Lois leered at him and her smile widened. "And how would you propose to do that, Mr. Kent?"
"Oh, I'm sure I can think of something." He scooped her into his arms and flew them upstairs to their bedroom. Laying her on the bed, he kissed her and, as their emotions swept them away, Clark drowned out all of the world's sounds except those coming from his wife: her steady breathing, her gentle voice, and her heart beating in time with his.
"Here, Lois, you *have* to try this on. It matches your skin tone perfectly. And don't slouch while you wear it. You have a tendency to slouch when you wear smooth fabrics like this and it turns your beautiful figure into that of a hunchback. Here, take it. That's my girl."
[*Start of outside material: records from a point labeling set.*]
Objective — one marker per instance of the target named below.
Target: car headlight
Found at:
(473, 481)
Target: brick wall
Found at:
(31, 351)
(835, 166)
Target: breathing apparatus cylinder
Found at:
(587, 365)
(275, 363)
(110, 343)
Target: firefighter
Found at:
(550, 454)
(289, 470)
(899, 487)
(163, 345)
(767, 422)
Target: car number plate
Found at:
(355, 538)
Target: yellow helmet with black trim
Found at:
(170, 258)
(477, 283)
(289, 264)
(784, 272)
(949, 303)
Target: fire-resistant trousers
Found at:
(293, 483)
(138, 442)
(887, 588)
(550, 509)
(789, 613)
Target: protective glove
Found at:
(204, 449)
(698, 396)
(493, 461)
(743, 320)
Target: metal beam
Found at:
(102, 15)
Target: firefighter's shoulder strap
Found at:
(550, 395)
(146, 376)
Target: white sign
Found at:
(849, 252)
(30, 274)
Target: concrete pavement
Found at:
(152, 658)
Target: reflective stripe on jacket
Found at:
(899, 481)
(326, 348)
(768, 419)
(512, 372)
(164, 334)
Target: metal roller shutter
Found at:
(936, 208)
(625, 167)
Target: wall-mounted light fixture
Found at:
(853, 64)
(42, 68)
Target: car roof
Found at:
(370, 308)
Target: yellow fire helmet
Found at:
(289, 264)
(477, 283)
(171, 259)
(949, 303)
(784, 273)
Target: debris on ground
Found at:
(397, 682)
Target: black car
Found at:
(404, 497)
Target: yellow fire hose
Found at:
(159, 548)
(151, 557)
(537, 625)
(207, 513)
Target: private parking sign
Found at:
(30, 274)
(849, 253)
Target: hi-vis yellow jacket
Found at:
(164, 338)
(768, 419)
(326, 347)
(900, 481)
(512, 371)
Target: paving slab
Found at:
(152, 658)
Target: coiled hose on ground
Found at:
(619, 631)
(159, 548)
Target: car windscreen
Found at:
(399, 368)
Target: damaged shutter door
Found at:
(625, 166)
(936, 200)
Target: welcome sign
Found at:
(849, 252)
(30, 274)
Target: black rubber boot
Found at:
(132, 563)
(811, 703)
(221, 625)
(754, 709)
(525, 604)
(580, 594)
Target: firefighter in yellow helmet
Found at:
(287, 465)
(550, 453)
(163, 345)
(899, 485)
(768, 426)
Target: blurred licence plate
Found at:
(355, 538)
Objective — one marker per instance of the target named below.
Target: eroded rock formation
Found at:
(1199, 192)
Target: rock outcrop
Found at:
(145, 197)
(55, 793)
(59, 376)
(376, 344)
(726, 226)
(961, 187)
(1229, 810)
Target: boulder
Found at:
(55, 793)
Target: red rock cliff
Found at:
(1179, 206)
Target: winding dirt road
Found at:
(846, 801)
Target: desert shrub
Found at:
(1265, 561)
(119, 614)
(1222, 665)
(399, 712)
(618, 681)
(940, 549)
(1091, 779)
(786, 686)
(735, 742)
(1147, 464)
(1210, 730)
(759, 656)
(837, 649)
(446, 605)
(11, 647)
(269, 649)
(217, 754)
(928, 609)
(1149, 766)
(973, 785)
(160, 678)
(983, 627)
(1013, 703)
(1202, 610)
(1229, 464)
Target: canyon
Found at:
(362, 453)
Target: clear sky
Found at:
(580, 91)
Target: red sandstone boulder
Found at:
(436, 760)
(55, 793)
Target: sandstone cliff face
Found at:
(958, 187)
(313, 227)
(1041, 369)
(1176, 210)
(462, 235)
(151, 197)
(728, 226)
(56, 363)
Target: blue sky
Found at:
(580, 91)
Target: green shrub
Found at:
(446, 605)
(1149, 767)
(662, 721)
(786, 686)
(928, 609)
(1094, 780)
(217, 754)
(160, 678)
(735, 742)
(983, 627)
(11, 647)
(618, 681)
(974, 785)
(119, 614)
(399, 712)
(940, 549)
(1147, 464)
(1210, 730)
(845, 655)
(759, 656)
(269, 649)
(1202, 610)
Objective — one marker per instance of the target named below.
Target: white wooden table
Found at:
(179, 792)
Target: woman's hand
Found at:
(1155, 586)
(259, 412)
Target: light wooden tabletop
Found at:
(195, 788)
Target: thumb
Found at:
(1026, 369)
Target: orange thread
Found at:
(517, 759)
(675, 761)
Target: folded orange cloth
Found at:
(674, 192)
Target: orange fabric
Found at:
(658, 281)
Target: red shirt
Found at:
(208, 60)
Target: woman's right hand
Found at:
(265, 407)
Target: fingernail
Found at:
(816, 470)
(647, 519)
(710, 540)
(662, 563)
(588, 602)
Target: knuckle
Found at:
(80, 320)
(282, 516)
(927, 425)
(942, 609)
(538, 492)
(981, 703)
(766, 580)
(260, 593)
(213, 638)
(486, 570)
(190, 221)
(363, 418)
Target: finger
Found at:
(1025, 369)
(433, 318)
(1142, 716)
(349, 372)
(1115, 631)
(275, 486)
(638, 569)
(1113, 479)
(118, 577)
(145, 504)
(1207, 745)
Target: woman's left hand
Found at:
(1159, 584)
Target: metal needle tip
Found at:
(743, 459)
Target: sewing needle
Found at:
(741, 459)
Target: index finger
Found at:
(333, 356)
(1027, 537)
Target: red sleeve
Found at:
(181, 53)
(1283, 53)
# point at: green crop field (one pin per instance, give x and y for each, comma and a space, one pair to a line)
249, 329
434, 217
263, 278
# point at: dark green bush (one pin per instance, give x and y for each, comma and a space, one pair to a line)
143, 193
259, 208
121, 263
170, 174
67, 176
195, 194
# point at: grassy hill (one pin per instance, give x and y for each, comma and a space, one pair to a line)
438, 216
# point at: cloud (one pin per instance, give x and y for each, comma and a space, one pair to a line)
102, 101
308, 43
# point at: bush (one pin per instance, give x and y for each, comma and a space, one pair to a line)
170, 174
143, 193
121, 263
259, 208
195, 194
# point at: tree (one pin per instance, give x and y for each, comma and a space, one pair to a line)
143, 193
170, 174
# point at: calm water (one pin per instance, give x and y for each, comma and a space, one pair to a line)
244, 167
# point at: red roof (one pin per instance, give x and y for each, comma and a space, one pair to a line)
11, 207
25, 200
Ellen Lane was a serious shopper.
She was also a serious pain in Lois' neck.
Lois took the blouse and added it to the mound of articles piled high on her arm. They'd been shopping for over 4 hours, and Lois had had just about enough of it. Every time she turned around her mother was saying, "Don't slouch," or "Don't drag your feet," or "Don't drink so much caffeine," or "Don't chew your food less than 17 times on each side of your mouth, alternating sides every three times and then for the last two times, alternate sides on each chew."
Well, maybe not that last one. But it was enough to drive a person completely bananas.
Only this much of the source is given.